Tuesday, June 1, 2010

References in Digital Publications

Modern scholarship relies on citation. It's efficient in that one work can incorporate the results of another without having to repeat it. It's also a requirement of our modern academic culture that if you use somebody's idea, you give that person credit. There's more to be said on both points but this post is more about mechanics than purpose. (Though see here for a recent discussion of purpose. [I fall into the camp of : if you want credit for your work, make it easy to identify and be generous in giving credit to others. If you don't need credit, that's OK but still give it.]).

Back to references. They come in many forms in print works. In pre-linked media, among the purposes of citation is to give future readers the information they need to physically acquire the referenced work. That is, you take the title of the book or journal, go to the library to find the volume, and then start reading.

It is one of the great glories of the Internet that this physical labor is no longer always necessary. The simple construct '<a href="http://sebastianheath.com/files/HeathS2010-DigitalResearch.pdf">I wrote this</a>' is rendered as 'I wrote this', so that a mere click takes you directly to the article.

That form of link is too simple to support modern scholarly practice. Citations of the form (Heath 2010) give a preliminary indication to the reader of who wrote a referenced work. Full information in footnotes further enriches the reading experience, but at the cost of possibly interrupting the flow of an argument, or depriving the reader of a collected bibliography at the end of a work. Choose your own preference, that's not my point here.

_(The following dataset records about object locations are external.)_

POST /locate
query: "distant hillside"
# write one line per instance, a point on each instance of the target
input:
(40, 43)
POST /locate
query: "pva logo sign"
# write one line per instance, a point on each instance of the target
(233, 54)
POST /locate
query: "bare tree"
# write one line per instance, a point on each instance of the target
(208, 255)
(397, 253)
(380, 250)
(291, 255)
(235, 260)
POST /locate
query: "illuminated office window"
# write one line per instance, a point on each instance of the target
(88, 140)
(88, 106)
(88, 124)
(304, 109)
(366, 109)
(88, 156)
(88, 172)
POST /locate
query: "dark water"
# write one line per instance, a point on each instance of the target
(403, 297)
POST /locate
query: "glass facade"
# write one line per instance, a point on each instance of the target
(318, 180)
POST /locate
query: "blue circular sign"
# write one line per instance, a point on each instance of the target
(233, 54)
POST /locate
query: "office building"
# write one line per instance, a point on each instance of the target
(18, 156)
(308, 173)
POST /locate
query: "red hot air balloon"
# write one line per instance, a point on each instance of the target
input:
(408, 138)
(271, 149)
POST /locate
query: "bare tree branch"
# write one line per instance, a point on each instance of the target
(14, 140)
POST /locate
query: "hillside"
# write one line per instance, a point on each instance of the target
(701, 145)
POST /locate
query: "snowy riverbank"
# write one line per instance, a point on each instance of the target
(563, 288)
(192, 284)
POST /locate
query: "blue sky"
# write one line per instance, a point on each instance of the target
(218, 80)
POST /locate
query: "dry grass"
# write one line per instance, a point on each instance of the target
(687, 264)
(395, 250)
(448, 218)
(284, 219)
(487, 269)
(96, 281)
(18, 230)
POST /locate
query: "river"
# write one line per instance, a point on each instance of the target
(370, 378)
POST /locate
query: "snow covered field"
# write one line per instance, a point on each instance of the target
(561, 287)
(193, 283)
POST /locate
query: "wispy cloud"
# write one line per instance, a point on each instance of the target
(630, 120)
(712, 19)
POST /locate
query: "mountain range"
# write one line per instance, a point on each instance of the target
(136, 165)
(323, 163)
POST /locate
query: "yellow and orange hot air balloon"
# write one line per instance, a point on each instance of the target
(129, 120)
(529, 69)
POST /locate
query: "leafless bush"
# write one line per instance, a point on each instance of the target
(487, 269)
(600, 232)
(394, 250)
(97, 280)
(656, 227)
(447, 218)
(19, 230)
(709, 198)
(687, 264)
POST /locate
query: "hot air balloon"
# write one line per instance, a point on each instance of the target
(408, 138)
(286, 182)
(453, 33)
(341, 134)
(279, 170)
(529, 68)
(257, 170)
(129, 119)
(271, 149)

Instead, I am exploring specific patterns of markup that promote access to referenced works while also recording bibliographic metadata in a robust and sustainable fashion. Two needs, two solutions.

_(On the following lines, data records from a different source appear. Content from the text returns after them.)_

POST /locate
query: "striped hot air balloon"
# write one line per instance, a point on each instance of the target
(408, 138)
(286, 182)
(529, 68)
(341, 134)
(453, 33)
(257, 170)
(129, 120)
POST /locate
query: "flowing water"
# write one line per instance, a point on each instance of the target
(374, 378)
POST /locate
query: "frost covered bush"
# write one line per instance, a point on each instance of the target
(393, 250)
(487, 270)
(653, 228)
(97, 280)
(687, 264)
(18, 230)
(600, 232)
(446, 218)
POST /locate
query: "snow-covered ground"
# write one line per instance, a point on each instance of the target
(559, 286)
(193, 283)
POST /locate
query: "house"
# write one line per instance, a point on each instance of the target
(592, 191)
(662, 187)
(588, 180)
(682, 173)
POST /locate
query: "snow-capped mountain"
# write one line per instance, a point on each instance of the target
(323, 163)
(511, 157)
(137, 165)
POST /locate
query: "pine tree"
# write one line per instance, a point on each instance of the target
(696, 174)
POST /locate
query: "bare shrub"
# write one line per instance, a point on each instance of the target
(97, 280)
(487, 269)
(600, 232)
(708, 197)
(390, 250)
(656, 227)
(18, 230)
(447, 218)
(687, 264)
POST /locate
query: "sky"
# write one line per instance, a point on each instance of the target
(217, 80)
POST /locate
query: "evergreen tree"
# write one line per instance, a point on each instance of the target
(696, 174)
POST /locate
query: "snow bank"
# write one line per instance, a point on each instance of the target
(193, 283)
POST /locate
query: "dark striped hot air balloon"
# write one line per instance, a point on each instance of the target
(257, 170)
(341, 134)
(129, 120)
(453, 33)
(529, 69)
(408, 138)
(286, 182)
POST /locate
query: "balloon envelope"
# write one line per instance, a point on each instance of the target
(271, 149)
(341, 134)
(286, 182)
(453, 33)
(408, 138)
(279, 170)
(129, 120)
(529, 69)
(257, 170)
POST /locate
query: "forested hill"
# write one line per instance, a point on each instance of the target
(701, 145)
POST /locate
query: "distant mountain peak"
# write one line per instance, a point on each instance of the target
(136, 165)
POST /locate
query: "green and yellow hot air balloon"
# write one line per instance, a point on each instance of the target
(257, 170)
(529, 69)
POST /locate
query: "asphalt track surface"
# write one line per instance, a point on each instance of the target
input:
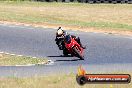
(105, 52)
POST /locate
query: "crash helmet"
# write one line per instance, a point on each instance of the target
(59, 31)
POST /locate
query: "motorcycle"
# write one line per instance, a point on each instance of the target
(73, 47)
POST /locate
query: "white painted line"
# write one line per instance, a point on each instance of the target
(20, 55)
(34, 57)
(12, 54)
(7, 53)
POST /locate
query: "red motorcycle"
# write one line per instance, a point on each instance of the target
(73, 47)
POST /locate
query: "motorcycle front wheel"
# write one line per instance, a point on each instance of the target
(77, 51)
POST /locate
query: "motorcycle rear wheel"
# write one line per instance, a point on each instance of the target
(78, 53)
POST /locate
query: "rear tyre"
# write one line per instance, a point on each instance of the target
(78, 53)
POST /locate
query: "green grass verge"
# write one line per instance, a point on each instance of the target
(117, 17)
(7, 59)
(53, 81)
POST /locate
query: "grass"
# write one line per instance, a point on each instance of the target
(99, 16)
(52, 81)
(7, 59)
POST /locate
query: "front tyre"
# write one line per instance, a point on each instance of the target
(78, 53)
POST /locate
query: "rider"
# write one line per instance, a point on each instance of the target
(61, 34)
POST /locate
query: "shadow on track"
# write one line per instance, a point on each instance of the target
(60, 56)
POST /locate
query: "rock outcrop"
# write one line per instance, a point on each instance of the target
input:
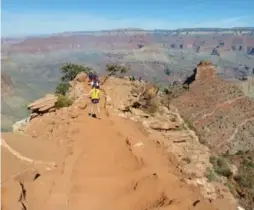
(148, 154)
(43, 105)
(6, 84)
(219, 111)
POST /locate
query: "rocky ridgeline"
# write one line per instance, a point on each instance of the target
(141, 102)
(219, 111)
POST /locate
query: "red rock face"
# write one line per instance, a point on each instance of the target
(219, 111)
(6, 84)
(205, 70)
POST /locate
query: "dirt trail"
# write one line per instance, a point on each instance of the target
(113, 166)
(118, 167)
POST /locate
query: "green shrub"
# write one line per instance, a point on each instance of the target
(210, 175)
(63, 101)
(152, 107)
(62, 88)
(221, 166)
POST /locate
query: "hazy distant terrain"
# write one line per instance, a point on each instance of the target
(33, 63)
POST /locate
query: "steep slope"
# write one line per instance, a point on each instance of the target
(219, 111)
(109, 164)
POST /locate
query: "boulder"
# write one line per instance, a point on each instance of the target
(81, 77)
(19, 126)
(138, 112)
(43, 104)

Here's some markup: Late Roman pottery is very visible in Aegean landscapes (<a rel="dcterms:references" href="http://hdl.handle.net/10.2972/hesp.76.4.743">Pettegrew 2007</a>).

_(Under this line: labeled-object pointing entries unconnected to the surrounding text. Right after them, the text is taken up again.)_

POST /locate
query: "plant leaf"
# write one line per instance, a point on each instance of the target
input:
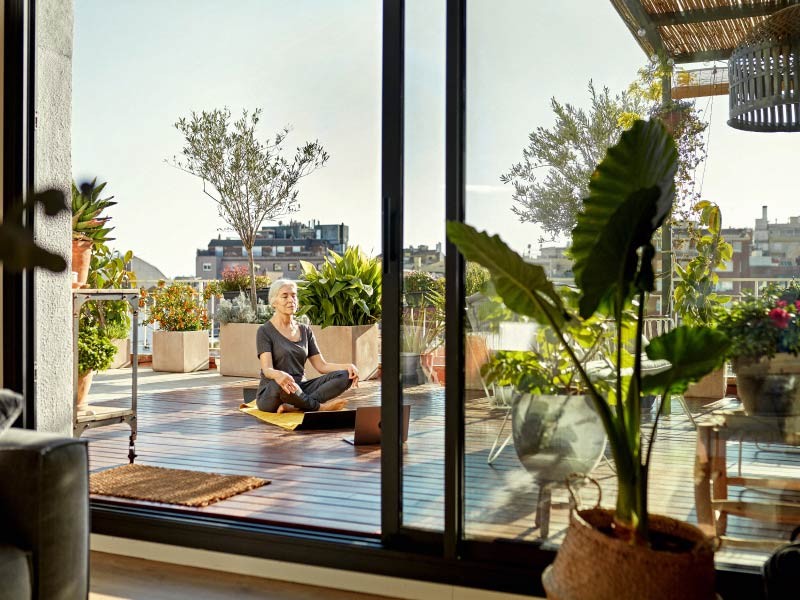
(523, 287)
(630, 195)
(692, 352)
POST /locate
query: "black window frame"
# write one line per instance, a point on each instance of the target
(503, 565)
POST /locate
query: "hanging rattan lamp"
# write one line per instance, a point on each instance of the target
(764, 76)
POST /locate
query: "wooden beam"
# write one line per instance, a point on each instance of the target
(720, 13)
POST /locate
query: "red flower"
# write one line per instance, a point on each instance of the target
(780, 317)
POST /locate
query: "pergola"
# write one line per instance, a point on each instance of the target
(692, 31)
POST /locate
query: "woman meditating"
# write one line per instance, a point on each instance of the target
(283, 346)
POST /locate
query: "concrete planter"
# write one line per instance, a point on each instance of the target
(122, 358)
(237, 350)
(180, 351)
(713, 386)
(359, 345)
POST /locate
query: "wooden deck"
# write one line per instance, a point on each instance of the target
(319, 481)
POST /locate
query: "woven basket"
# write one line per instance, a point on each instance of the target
(591, 564)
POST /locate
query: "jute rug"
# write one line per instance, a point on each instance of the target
(173, 486)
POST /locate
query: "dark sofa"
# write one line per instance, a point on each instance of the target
(44, 517)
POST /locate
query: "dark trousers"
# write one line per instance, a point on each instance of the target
(316, 391)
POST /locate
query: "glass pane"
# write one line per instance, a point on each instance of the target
(422, 334)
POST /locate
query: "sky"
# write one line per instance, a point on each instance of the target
(139, 65)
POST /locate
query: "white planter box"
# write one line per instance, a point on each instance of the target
(359, 345)
(180, 351)
(237, 350)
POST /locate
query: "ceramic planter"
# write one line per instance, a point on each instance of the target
(769, 386)
(180, 351)
(594, 564)
(712, 387)
(237, 350)
(359, 345)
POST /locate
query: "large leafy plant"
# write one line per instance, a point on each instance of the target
(345, 290)
(631, 193)
(87, 206)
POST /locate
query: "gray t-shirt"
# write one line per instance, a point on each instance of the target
(287, 355)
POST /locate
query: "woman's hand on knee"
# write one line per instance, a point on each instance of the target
(286, 382)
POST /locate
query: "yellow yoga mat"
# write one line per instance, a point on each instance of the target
(335, 419)
(288, 421)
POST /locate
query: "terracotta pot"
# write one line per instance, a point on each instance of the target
(593, 564)
(769, 386)
(84, 383)
(81, 258)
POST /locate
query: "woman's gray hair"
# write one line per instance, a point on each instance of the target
(276, 286)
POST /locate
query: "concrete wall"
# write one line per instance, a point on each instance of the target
(53, 168)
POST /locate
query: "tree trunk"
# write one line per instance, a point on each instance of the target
(253, 299)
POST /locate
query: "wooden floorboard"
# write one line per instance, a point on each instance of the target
(321, 482)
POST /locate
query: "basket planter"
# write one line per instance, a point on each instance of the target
(711, 387)
(594, 564)
(358, 345)
(237, 350)
(769, 386)
(180, 351)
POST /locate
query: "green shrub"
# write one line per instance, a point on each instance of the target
(346, 290)
(95, 350)
(239, 310)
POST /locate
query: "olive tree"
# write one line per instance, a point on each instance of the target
(553, 177)
(251, 181)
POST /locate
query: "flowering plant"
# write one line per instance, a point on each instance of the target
(177, 307)
(763, 325)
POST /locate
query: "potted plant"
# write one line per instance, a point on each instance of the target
(342, 300)
(239, 324)
(180, 344)
(108, 270)
(88, 226)
(765, 340)
(422, 334)
(95, 353)
(696, 301)
(624, 552)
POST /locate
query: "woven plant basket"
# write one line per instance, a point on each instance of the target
(592, 564)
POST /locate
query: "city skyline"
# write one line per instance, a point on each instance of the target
(316, 65)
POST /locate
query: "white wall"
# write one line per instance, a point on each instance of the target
(53, 168)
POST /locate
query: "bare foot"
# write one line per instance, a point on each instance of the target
(335, 404)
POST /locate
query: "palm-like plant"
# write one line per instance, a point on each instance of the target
(630, 195)
(87, 224)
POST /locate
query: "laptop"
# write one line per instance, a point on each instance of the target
(368, 425)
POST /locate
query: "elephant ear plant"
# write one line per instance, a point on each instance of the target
(630, 195)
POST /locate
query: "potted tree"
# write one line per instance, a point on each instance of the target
(342, 300)
(696, 300)
(180, 344)
(88, 226)
(239, 324)
(624, 552)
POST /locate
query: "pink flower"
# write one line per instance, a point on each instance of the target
(780, 317)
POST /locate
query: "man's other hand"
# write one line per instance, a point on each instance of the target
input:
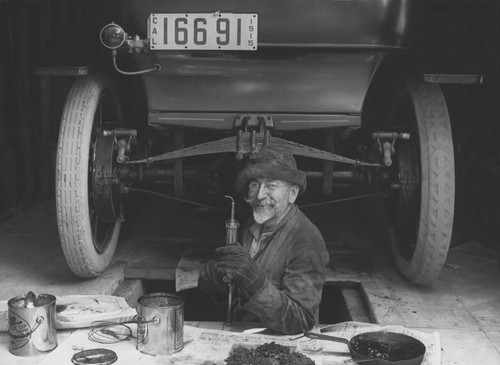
(236, 264)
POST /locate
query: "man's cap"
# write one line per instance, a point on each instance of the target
(274, 163)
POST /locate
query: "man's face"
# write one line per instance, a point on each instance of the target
(270, 199)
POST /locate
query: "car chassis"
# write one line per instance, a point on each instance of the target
(408, 158)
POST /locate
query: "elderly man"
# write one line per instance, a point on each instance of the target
(279, 268)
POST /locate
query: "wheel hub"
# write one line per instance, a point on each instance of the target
(105, 182)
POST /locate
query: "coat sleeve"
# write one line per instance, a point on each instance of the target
(292, 306)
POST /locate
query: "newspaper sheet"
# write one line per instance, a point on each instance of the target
(211, 347)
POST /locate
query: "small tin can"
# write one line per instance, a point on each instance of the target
(32, 328)
(160, 324)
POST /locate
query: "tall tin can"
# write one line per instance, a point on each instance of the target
(32, 329)
(160, 324)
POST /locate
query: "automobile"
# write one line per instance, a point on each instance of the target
(333, 81)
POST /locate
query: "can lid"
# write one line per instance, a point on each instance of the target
(94, 356)
(160, 300)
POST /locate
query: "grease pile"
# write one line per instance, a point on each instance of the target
(267, 354)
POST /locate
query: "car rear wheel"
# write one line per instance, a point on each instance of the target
(89, 208)
(421, 203)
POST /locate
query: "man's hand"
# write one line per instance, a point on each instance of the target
(235, 263)
(210, 274)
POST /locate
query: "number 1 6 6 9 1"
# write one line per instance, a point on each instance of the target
(216, 31)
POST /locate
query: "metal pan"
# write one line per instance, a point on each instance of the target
(380, 348)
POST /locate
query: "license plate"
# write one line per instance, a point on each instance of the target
(203, 31)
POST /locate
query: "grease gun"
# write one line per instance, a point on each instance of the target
(231, 239)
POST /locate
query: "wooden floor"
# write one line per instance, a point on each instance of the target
(463, 305)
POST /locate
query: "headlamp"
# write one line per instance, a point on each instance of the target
(113, 36)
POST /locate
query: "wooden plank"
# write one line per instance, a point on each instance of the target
(130, 290)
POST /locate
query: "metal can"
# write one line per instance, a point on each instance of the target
(160, 324)
(32, 329)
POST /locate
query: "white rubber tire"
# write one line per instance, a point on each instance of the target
(437, 186)
(72, 178)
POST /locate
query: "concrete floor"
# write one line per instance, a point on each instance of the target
(463, 305)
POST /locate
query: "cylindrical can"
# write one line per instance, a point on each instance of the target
(32, 330)
(160, 324)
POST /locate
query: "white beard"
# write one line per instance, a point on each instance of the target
(263, 214)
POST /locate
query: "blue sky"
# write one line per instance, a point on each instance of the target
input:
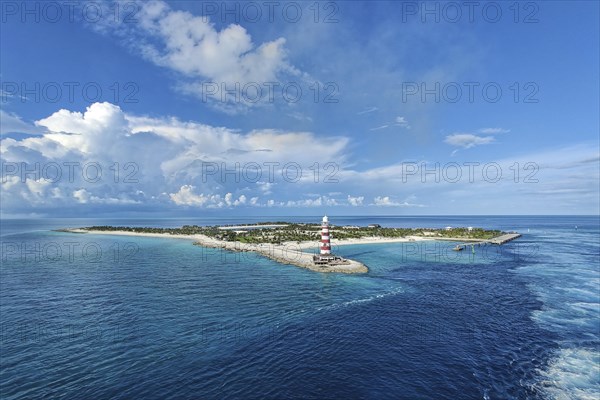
(164, 123)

If we momentarily ignore the question of whether or not Handles records are good stable URIs for bibliographic resources, the semantics of this html are clear: it represents a citation of the 2007 article by David Pettegrew, The Busy Countryside of Late Roman Corinth. (Note: it doesn't reference the html page describing that title)

The use of the term "dcterms:references" in the RDFa rel attribute follows from the Dublin Core's Guidelines for Encoding Bibliographic Citation Information in Dublin Core Metadata. In this context 'references' is a verb, not a plural noun.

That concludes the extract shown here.